PÍLULAS PARA O SILÊNCIO – (PARTE CCXXII)
Cansaço sem valia
O que há em mim é sobretudo cansaço —
Não disto nem daquilo,
Nem sequer de tudo ou de nada:
Cansaço assim mesmo, ele mesmo,
Cansaço.
(Álvaro de Campos)
Anoitecia, cansado. Dormia, quase extenuado. Levantava-se para o serviço, esgotado.
E, assim — a primar pela coerência de espírito —, Gaulício Tormenta apresentou-se ao batente, arrebentado.
Quando o supervisor do turno passou por ele, disse-lhe:
— A preguiça ainda te mata, Tormenta!
&&&
No mais das vezes cansamos de tudo.

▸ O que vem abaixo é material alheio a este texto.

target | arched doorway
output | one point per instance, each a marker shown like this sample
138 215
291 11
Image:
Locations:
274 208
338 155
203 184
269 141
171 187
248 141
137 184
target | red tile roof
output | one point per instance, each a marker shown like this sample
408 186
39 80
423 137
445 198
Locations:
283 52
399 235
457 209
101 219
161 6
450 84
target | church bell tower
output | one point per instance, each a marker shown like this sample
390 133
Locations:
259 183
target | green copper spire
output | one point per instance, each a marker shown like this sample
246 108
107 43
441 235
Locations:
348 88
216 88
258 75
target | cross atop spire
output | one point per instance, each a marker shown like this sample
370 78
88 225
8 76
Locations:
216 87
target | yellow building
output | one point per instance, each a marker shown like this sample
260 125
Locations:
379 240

Dos discursos vazios, das utopias superadas, dos sonhos insípidos: nossos cansaços.
Ao revisitarmos tanto cansaço, concluímos, por nós mesmos, que o que nos extenua é o cansaço.

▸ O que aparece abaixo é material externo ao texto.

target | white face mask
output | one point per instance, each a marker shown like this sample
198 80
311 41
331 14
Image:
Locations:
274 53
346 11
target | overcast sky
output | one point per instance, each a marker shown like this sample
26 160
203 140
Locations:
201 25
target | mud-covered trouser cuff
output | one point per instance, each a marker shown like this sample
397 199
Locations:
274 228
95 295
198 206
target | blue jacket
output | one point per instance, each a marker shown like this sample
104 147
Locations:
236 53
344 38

E, fadigados, entregamo-nos ao próprio cansaço.
&&&
Febrônio Quintana assoviava desprezo ao caminhar pelas ruas de Licânia. A troçar do ritmo da cidade, a menosprezar a sabedoria dos doutos da província, a diminuir a memória dos heróis do passado.
Os homens de negócio julgavam-no anarquista. Os acadêmicos, um reles desiludido. Os historiadores, um invejoso de origem reles.

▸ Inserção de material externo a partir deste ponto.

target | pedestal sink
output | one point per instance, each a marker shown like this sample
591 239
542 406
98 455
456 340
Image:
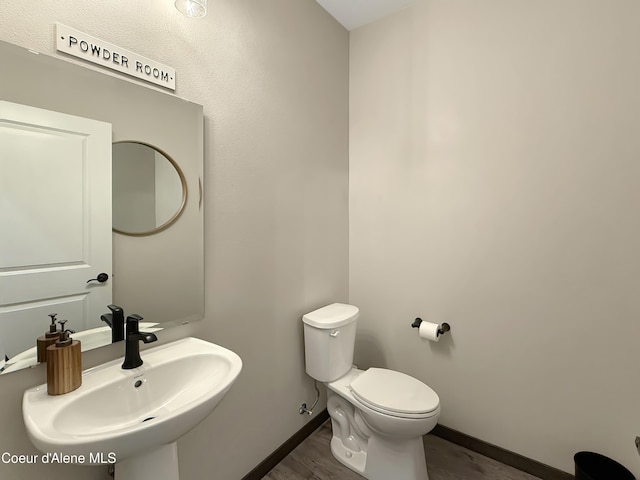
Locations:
133 417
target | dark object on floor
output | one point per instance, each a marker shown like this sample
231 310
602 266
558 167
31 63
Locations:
593 466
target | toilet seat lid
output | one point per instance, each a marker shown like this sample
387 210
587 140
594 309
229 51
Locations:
394 392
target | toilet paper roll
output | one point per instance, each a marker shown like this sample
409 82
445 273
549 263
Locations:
429 331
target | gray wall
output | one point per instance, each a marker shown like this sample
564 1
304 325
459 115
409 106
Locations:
495 185
273 80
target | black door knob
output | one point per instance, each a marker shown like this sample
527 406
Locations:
102 277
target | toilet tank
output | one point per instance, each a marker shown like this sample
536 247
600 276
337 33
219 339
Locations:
329 338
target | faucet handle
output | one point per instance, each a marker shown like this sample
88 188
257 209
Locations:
114 308
133 323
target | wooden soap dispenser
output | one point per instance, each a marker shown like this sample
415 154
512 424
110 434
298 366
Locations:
49 338
64 364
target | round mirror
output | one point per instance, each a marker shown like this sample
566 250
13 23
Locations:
149 189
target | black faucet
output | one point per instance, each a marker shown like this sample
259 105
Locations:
133 338
115 320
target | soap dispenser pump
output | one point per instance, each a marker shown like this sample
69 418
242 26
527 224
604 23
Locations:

Mas Febrônio nem ligava, tão somente sorria cada vez mais, desprezando-os.
— Ridículos!
&&&
Nonato Balcedo sentou-se na cadeira de balanço, mascou seu azedume de marido ciumento e esperou pela chegada de Marília. Quando a esposa abriu a porta, ele saudou-a:
— Esqueceu que tem casa, foi?
— Não, apenas me dei conta de que meu marido não presta. Antes tarde do que nunca, ensinou-me meu amigo Dirceu.
&&&
Capitão Corveta subiu na canoa e espiou a correnteza do rio. Sentiu-se um almirante, apesar de lhe faltar um navio digno e uma justa tripulação. Coçou os bagos, ajustou o boné do Armazém Sexta-feira e exaltou-se:
— Minha vida por uma batalha naval!
Nesse exato momento ouviu-se o espoucar de um foguetório nos rumos da Matriz. Corveta abandonou seu posto, meteu-se de mata adentro, apesar dos rogos do seu assistente Pancrácio:
— Volte aqui, patrão! São os fogos da alvorada, abertura das novenas de Senhora Sant’Anna.
&&&
Tomás Anchieta rezou, implorando aos céus que afastasse Diana dos seus sentidos:
— Pai, a fé me é rala, e a carne é fraca. Ah, meu Pai!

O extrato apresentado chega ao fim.